Egyptian antiquities authorities unveiled a newly discovered burial site, showing seven tombs belonging to a Ptolemaic era family, South of Cairo.
The recent discovery of mummified cats in a well-preserved tomb probably shouldn't be surprising. It's a long-established fact that ancient Egyptians loved cats.
Over 50 mummies of men, women and children line the inner walls of each tomb, as well as a variety of mummified animals, namely mice and falcons.
Two mummies, of a 35-50-year-old woman and her child, 12-14-year-old boy, were on display outside one of the tombs, the Tomb of Tutu.

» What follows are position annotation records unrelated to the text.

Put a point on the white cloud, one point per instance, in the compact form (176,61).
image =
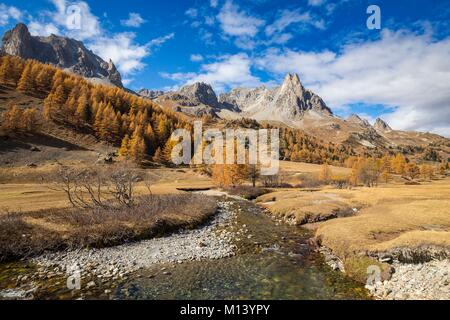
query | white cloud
(402,70)
(42,29)
(8,13)
(196,57)
(287,18)
(214,3)
(192,13)
(316,3)
(134,20)
(122,51)
(161,40)
(89,23)
(235,22)
(228,71)
(121,48)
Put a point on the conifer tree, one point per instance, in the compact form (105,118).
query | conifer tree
(25,84)
(158,157)
(125,146)
(138,148)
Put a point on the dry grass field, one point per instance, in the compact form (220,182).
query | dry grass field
(409,222)
(24,189)
(394,217)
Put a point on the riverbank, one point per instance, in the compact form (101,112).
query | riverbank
(25,235)
(422,281)
(117,262)
(402,230)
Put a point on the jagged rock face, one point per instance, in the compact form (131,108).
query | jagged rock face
(62,52)
(354,118)
(197,99)
(199,93)
(382,126)
(151,94)
(286,103)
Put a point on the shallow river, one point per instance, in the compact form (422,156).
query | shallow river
(275,262)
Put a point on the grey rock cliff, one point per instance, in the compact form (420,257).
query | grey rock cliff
(151,94)
(382,126)
(62,52)
(196,99)
(289,102)
(354,118)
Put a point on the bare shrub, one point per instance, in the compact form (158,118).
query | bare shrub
(247,192)
(96,187)
(149,217)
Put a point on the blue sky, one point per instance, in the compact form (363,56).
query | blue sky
(401,72)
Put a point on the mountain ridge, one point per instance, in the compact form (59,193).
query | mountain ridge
(65,53)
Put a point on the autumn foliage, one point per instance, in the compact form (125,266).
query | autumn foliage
(137,126)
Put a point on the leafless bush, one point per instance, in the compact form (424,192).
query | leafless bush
(247,192)
(98,227)
(96,187)
(275,181)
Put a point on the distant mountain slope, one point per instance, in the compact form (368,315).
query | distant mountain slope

Paintings inside the Tomb of Tutu were almost fully preserved, among other objects such as tools used for lighting and ornaments used to decorate mummification cloths.
Antiquities Minister Khaled al-Anani says that the newly discovered burial site will shed light on the area of al-Dayabat, an area that is "not very known", and will offer great propaganda for the area of Sohag.
The tomb is colourfully painted and well-preserved — and Mostafa Waziri, secretary-general of Egypt's Supreme Council of Antiquities, called it "one of the most exciting discoveries ever in the area."
Quoted by Reuters, Waziri said that the tomb contains a lobby and a burial room with two stone coffins. It is said to have been built for a man named Tutu and his wife. The area outside the burial chamber also contained mummies of a woman and a boy between 12 and 14 years old.